For Some Inmates, Rehabilitation Includes A College Degree
By Lauren Rearick
On Wednesday, May 22, 10 inmates at the Missouri Eastern Correctional Center, a state prison for men, became the first graduates of the Washington University Prison Education Project.
Introduced earlier this year, the project provided inmates of the Missouri-based Correctional Center with the chance to study college-level courses, the St. Louis Post-Dispatchreports. Courses in the spring semester included Chinese Civilization, Introduction to Macroeconomics, and Greek Mythology. In order to receive a diploma, students had to complete 60 hours of credits.
Robert Henke, a professor and director of the program told the Post-Dispatch about the unique nature of the offerings: “We’ve created this liberal arts environment in the middle of a prison,” he said. “You get your books and it’s Homer’s Odyssey and you start talking about the text. You’re the professor and they’re not criminals, they’re not inmates, they’re college students.”
Thanks to funding from Washington University, classes are offered free of charge to interested inmates. In order to enroll, potential students must write a personal essay, take a test, and have a high school diploma or a degree equivalent. (A recent survey found that 30 percent of incarcerated adults had not completed a high school education; the school-to-prison pipeline contributes to these numbers.) The Post-Dispatch reports that 30 interested students will take part in the program’s summer session. Employees of the prison are also welcome to take the classes.

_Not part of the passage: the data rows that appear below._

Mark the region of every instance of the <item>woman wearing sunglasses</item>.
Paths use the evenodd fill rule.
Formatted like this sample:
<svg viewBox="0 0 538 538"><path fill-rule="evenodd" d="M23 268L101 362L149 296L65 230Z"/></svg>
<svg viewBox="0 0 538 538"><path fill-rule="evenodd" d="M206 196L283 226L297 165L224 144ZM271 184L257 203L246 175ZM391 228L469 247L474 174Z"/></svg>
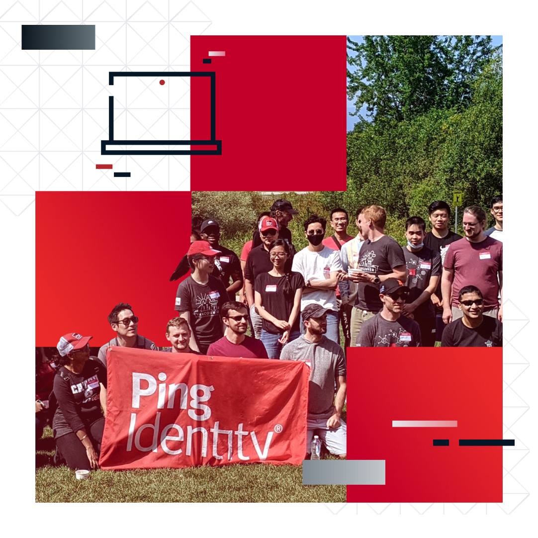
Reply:
<svg viewBox="0 0 538 538"><path fill-rule="evenodd" d="M56 442L56 463L65 461L72 469L99 467L106 412L107 370L90 357L92 336L76 332L62 336L55 356L56 365L50 407Z"/></svg>
<svg viewBox="0 0 538 538"><path fill-rule="evenodd" d="M282 346L298 338L304 280L291 271L289 247L278 239L269 246L273 268L261 273L254 284L254 305L262 318L261 340L270 359L280 357Z"/></svg>

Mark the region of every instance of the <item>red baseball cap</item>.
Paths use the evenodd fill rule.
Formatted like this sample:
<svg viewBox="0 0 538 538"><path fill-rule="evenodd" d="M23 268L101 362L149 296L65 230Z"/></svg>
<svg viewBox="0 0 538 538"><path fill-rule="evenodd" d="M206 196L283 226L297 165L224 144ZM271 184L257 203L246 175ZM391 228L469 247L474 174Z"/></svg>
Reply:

Graduating student Kareem Martin told the Post-Dispatch that enrolling had “awakened something in me that needed to be awakened.” His classmate and one of the day’s graduation speakers, Danien Cobb, said that because of the program, he is “freed to dream.” Cobb shared his post-graduation plans with the Post-Dispatch, detailing a future that includes a completion of his associate’s degree.

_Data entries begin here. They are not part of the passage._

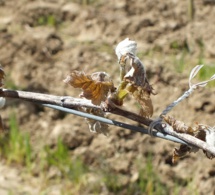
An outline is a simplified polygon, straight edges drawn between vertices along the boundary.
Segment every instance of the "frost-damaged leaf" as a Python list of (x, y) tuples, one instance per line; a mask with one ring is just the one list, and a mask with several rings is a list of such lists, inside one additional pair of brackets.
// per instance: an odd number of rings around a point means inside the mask
[(118, 57), (118, 60), (120, 60), (121, 57), (127, 53), (136, 55), (136, 50), (137, 43), (135, 41), (130, 40), (129, 38), (126, 38), (117, 45), (115, 52)]
[[(86, 109), (86, 112), (96, 116), (105, 117), (105, 113), (100, 109)], [(109, 135), (107, 124), (89, 118), (86, 118), (86, 121), (91, 132), (102, 133), (105, 136)]]
[(140, 116), (150, 118), (153, 114), (153, 105), (150, 98), (150, 93), (142, 87), (135, 86), (129, 87), (128, 90), (142, 107), (139, 113)]
[(83, 90), (81, 97), (90, 99), (95, 105), (100, 105), (106, 100), (108, 93), (115, 90), (112, 80), (105, 72), (86, 75), (83, 72), (73, 71), (64, 82), (75, 88), (81, 88)]
[(0, 66), (0, 87), (2, 87), (4, 85), (4, 77), (5, 77), (5, 73), (3, 68)]
[[(197, 139), (200, 139), (206, 142), (208, 145), (215, 147), (215, 128), (209, 127), (207, 125), (197, 124), (195, 127), (186, 126), (183, 122), (174, 119), (171, 116), (161, 116), (165, 122), (173, 127), (173, 129), (178, 133), (184, 133), (194, 136)], [(173, 163), (188, 152), (197, 152), (198, 148), (181, 145), (179, 149), (175, 148), (172, 156)], [(203, 150), (207, 158), (213, 159), (215, 156), (205, 150)]]
[(132, 93), (134, 98), (142, 106), (141, 116), (149, 118), (153, 114), (153, 105), (150, 98), (151, 93), (153, 93), (153, 88), (148, 82), (143, 63), (133, 54), (127, 55), (130, 59), (131, 69), (124, 76), (124, 80), (130, 85), (128, 85), (129, 92)]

The Washington University Prison Education Project is one of 11 participating colleges in the Bard Prison Initiative. Through the program, Bard College in New York City partners with universities and prisons throughout the United States to offer “rigorous” courses to incarcerated people.
Such work is part of a growing trend of prison education programs aimed to help incarcerated people better prepare themselves for the future. Higher educational institutions in locations across the country — including New York, Connecticut, and Maryland — are among those partnering with prisons in order to provide “life-changing” educational opportunities for inmates.

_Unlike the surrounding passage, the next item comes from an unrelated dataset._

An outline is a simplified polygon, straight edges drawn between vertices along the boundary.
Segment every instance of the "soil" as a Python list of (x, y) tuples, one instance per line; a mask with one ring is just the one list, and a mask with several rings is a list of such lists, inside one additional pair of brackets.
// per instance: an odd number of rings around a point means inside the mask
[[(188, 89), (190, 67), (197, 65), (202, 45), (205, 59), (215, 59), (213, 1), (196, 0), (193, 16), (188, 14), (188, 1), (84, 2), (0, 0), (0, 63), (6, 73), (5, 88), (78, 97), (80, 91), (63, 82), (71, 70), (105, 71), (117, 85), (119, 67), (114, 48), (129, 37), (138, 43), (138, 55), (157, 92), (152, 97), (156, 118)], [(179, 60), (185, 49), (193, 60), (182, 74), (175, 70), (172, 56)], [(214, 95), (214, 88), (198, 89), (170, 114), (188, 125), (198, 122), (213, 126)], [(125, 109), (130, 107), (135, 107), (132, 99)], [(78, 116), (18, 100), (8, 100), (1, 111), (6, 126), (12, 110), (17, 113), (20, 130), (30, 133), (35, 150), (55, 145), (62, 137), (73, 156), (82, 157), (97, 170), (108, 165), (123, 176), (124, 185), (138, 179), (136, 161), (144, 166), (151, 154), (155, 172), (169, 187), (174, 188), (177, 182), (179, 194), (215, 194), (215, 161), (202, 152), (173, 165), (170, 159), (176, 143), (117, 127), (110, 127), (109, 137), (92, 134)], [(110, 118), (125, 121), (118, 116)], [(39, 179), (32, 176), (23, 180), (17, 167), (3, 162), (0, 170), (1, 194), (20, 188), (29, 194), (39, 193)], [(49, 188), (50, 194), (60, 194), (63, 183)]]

In a 2019 report from the Vera Institute of Justice, it was found that inmates who enroll in a college program are more likely to find future employment upon completion of a prison sentence. However, as noted by NPR, a ban on providing federal Pell Grants to inmates was enacted in 1994. Pell Grants provide financial assistance for income-eligible students, but because of the ban, an estimated 463,000 inmates are unable to afford college-level classes that would be available to them during their time in prison.
The Vera Institute of Justice and the Georgetown Law School’s Center on Poverty and Inequality estimated that if the ban on providing Pell Grants to incarcerated inmates was lifted, employment rates among formerly-incarcerated people would increase by 10 percent.
Congress is currently considering a bill that would possibly reverse this ban on providing Pell Grants to inmates, NPR reports.